In another striking move, South Korea is also pushing to make diagnoses early, despite there being scant treatment.
“This used to be hidden” and “there is still stigma and bias,” said Kim Hye-jin, director of senior policy for the Health and Welfare Ministry. But “we want to get them out of their shells, out of their homes and diagnosed” to help families adjust and give patients “a higher chance of being taken care of at home.”
Hundreds of neighborhood dementia diagnostic centers have been created. Nursing homes have nearly tripled since 2008. Other dementia programs, providing day care and home care, have increased fivefold since 2008, to nearly 20,000. Care is heavily subsidized.

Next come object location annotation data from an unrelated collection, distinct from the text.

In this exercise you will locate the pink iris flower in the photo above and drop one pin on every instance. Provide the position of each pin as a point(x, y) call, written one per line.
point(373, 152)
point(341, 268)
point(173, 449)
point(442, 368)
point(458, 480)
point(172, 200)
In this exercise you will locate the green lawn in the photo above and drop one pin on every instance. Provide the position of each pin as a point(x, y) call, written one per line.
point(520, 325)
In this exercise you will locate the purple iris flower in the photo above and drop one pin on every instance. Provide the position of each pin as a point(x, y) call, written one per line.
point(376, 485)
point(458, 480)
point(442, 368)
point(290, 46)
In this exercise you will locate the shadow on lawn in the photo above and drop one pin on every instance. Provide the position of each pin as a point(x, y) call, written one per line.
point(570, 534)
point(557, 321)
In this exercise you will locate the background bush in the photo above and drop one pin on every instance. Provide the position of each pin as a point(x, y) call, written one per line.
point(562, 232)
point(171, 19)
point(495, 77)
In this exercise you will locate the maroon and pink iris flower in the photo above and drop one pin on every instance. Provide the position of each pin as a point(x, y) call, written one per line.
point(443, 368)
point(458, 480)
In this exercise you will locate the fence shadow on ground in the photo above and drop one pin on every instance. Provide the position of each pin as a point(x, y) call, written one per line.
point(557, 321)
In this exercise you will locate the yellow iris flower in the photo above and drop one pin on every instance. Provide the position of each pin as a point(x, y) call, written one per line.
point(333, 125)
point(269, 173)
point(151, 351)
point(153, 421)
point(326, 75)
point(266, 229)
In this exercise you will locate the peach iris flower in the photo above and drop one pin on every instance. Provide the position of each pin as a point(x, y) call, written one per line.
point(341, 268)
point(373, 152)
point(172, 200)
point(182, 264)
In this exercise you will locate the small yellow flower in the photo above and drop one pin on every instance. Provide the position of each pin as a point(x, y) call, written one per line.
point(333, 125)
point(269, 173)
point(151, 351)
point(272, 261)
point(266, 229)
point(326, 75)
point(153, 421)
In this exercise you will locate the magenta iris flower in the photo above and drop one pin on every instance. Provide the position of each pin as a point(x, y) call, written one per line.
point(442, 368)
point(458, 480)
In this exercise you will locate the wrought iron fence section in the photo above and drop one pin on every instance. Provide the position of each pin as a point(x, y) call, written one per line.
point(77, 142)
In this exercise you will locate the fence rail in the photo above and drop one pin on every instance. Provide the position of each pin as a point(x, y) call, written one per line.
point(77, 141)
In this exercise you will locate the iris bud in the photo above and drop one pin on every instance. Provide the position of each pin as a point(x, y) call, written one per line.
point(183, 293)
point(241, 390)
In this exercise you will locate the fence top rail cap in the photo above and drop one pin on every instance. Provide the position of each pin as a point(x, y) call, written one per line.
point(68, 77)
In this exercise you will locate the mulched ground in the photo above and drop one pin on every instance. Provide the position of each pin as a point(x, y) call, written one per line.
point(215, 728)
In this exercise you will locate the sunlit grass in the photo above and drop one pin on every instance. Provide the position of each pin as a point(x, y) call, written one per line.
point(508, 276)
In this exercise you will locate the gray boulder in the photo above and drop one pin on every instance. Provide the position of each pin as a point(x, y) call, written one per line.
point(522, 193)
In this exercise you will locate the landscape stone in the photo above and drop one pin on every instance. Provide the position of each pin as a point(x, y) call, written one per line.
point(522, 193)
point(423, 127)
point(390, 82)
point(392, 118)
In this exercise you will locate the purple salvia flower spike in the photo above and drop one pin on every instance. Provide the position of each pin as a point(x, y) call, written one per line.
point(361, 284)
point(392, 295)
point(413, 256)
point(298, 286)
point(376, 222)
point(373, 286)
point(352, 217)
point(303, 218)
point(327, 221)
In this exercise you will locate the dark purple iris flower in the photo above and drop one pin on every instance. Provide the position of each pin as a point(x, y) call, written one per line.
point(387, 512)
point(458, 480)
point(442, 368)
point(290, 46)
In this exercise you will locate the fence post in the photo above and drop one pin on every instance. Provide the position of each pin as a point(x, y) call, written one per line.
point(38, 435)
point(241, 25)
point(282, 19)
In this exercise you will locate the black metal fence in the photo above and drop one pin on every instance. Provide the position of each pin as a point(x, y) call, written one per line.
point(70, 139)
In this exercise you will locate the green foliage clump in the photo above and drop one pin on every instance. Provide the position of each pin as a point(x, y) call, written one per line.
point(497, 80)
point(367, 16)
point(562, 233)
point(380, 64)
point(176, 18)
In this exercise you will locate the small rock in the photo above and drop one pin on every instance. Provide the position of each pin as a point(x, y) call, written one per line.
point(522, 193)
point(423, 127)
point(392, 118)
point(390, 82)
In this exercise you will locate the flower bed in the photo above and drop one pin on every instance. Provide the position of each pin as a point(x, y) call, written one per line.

And a government dementia database allows families to register relatives and receive iron-on identification numbers. Citizens encountering wanderers with dementia report their numbers to officials, who contact families. To finance this, South Korea created a long-term-care insurance system, paid for with 6.6 percent increases in people’s national health insurance premiums. In 2009, about $1 billion of government and public insurance money was spent on dementia patients. Still, with the over-65 population jumping from 7 percent in 2000 to 14 percent in 2018 to 20 percent in 2026, dementia is straining the country, socially and economically.
“At least one family member has to give up work” to provide caregiving, said Kwak Young-soon, social welfare director for Mapo District, one of Seoul’s 25 geographic districts. Because South Korea encourages people to work well past retirement age, families may also lose dementia sufferers’ incomes.
Most families no longer have generations living together to help with caregiving, and some facilities have long waiting lists, but “we can’t keep building nursing homes,” Mr. Kwak said. “We call it a ghost. It’s basically eating up the whole house.”
South Korea is at the forefront of a worldwide eruption of dementia, from about 30 million estimated cases now to an estimated 100 million in 2050. And while South Korea’s approach is unusually extensive, even in the United States, the National Alzheimer’s Project Act was introduced this year to establish a separate Alzheimer’s office to create “an integrated national plan to overcome Alzheimer’s.” Supporters of the bill, currently in committee, include Sandra Day O’Connor, whose late husband had Alzheimer’s.
South Korea also worries that dementia, previously stigmatized as “ghost-seeing” or “one’s second childhood” could “dilute respect for elders,” Mr. Kwak said. “There’s a saying that even the most filial son or daughter will not be filial if they look after a parent for more than three years.” So the authorities promote the notion that filial piety implies doing everything possible for elders with dementia, a condition now called chimae (pronounced chee-may): disease of knowledge and the brain which makes adults become babies. But South Korea’s low birth rate will make family caregiving tougher.
“I feel as if a tsunami’s coming,” said Lee Sung-hee, the South Korean Alzheimer’s Association president, who trains nursing home staff members, but also thousands who regularly interact with the elderly: bus drivers, tellers, hairstylists, postal workers. “Sometimes I think I want to run away,” she said. “But even the highest mountain, just worrying does not move anything, but if you choose one area and move stone by stone, you pave a way to move the whole mountain.”
South Korea is even trying to turn a crisis into a business opportunity. The Aging-Friendly hall, financed by the Ministry of Knowledge Economy, encourages businesses to enter “silver industries,” producing items for feeble elderly people, from chopsticks that are easier to pick up to automated harnesses that hoist people from bed, sliding along a ceiling track, and deposit them onto toilets or living room couches.